O Que É a Síndrome de May-Thurner?
A síndrome de May-Thurner ocorre quando a artéria ilíaca comum direita cruza e comprime a veia ilíaca comum esquerda contra a coluna vertebral. Com o tempo, esta compressão repetida pode causar espessamento e cicatrização interna da parede da veia, estreitando o canal e diminuindo o fluxo sanguíneo. Como o fluxo sanguíneo é um fator-chave na prevenção de coágulos, esta lentificação crónica cria condições favoráveis à formação de trombo.
Por Que Afeta Mais Frequentemente a Perna Esquerda?

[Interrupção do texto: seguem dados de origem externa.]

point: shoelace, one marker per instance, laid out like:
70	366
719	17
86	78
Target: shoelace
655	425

O ponto de cruzamento anatómico que define a síndrome de May-Thurner é específico da veia ilíaca esquerda, razão pela qual a TVP do lado esquerdo está mais frequentemente associada a esta condição do que a TVP do lado direito. Os clínicos que observam um doente com TVP inexplicada ou recorrente na perna esquerda, particularmente em doentes mais jovens sem outros fatores de risco óbvios, consideram frequentemente a síndrome de May-Thurner como uma possível causa subjacente.
Como É Identificada?
O diagnóstico envolve tipicamente exames de imagem capazes de visualizar diretamente a compressão, como a venografia por TC ou RM, ou a ecografia intravascular (IVUS) realizada durante um procedimento com cateter. A IVUS é particularmente útil porque pode revelar o grau de compressão e as alterações internas da parede venosa de forma mais clara do que os exames de imagem externos por si só, o que é uma das razões pelas quais é frequentemente utilizada quando esta condição é suspeitada durante uma intervenção para TVP.

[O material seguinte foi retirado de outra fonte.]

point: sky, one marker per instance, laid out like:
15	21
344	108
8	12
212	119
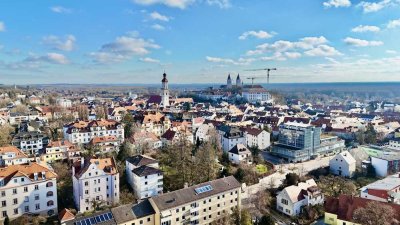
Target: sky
198	41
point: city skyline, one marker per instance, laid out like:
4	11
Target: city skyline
198	41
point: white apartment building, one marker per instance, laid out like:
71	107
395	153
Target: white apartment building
11	155
394	144
27	189
63	102
144	176
200	204
203	132
59	150
30	142
82	132
95	181
230	136
257	137
291	199
343	164
240	154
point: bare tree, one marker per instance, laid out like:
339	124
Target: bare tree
375	213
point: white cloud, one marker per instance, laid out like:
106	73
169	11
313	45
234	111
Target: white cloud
123	48
181	4
2	26
157	27
64	44
240	61
369	7
220	3
157	16
323	50
54	58
149	60
393	52
337	3
60	9
362	29
393	24
361	43
293	55
257	34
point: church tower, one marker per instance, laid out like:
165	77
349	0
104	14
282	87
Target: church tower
229	82
238	81
165	91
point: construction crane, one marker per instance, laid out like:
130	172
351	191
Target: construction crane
252	79
267	69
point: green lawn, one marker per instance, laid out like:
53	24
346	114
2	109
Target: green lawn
261	169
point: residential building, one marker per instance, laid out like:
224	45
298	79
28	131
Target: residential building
257	138
27	189
144	176
343	164
385	163
203	132
291	199
384	190
256	93
30	142
200	204
63	102
157	123
240	154
300	142
230	136
105	144
11	155
95	181
82	132
394	144
59	150
143	139
165	92
340	211
141	213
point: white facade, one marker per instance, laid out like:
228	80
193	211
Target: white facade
165	92
83	136
343	164
31	189
262	140
144	176
290	200
261	96
203	131
96	181
66	103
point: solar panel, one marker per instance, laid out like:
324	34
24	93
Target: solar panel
106	216
203	189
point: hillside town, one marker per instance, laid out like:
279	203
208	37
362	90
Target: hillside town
226	155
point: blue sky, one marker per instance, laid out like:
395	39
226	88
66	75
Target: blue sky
198	41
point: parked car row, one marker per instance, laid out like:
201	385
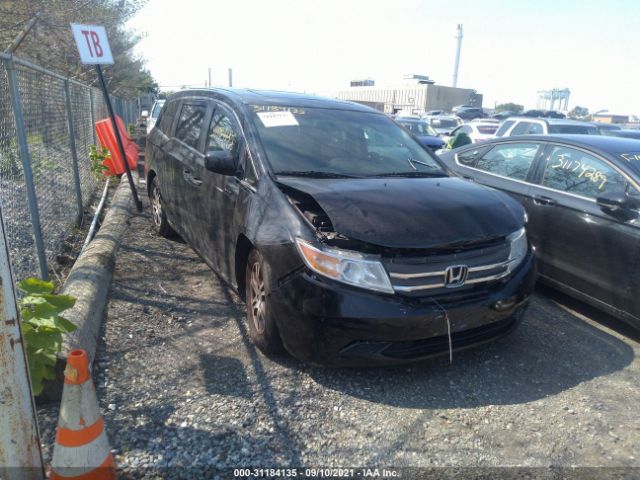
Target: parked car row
582	197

Por Que a Compressão Isolada Nem Sempre Constitui um Diagnóstico
Vale a pena notar que algum grau de compressão da veia ilíaca esquerda pode ser encontrado incidentalmente em pessoas que nunca tiveram uma TVP, uma vez que a variação anatómica é comum. É por isso que a síndrome de May-Thurner é geralmente considerada um diagnóstico clinicamente significativo apenas quando está associada a sintomas ou a um evento de coagulação documentado, em vez de ser tratada puramente como um achado imagiológico isolado.
Como o Tratamento Aborda a Causa Subjacente
Quando a síndrome de May-Thurner é confirmada como um fator contribuinte para a TVP, o tratamento aborda frequentemente tanto o coágulo como a compressão subjacente. Após a remoção do coágulo através de anticoagulação ou trombectomia mecânica, pode ser colocado um stent venoso ao longo do segmento comprimido para manter a veia aberta e apoiar o fluxo sanguíneo normal no futuro, uma vez que remover apenas o coágulo sem abordar a compressão pode deixar o doente em risco de recorrência.

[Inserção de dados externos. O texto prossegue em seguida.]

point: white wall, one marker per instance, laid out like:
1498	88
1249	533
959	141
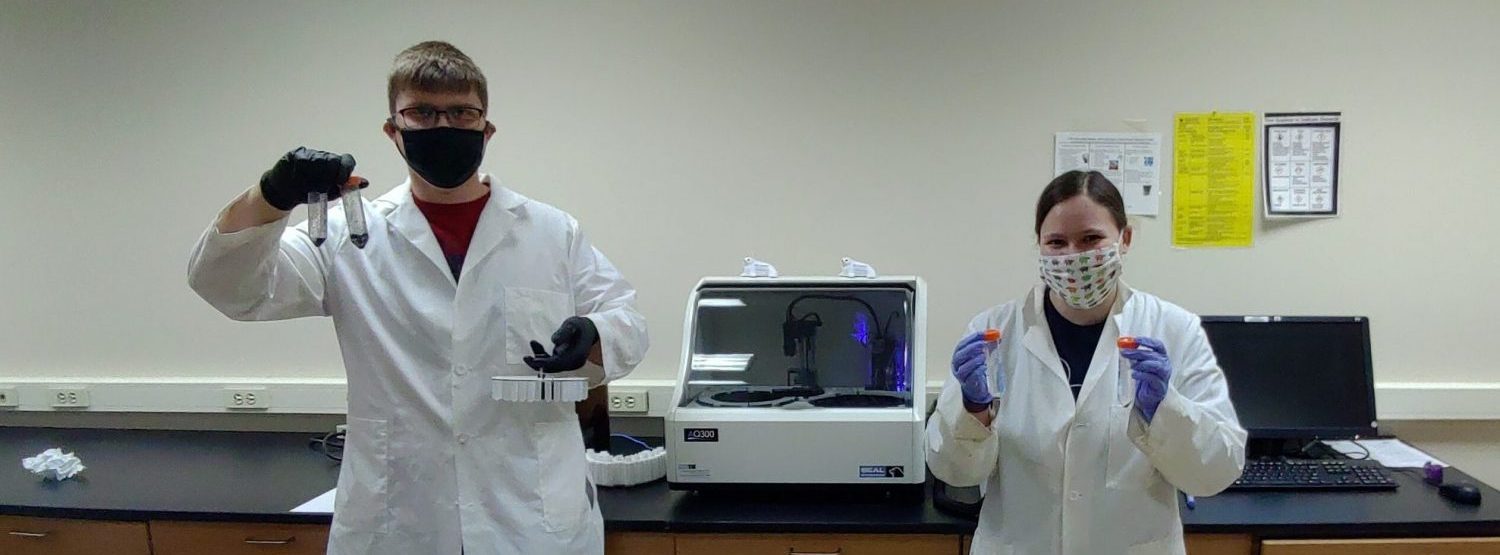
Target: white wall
684	135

Considerações a Longo Prazo
Os doentes diagnosticados com síndrome de May-Thurner necessitam tipicamente de seguimento contínuo, incluindo eco-doppler venoso periódico, para confirmar que qualquer stent colocado permanece permeável e que o fluxo sanguíneo através do segmento previamente comprimido é adequado. Um médico qualificado determina a duração apropriada da anticoagulação e o calendário de seguimento com base na anatomia específica e no historial de tratamento de cada doente.
A colocação de stent é sempre necessária após o diagnóstico de síndrome de May-Thurner?
Não necessariamente. A decisão de colocar um stent depende da gravidade da compressão, dos sintomas associados e do julgamento clínico sobre a probabilidade de coagulação recorrente caso a anatomia subjacente não seja abordada.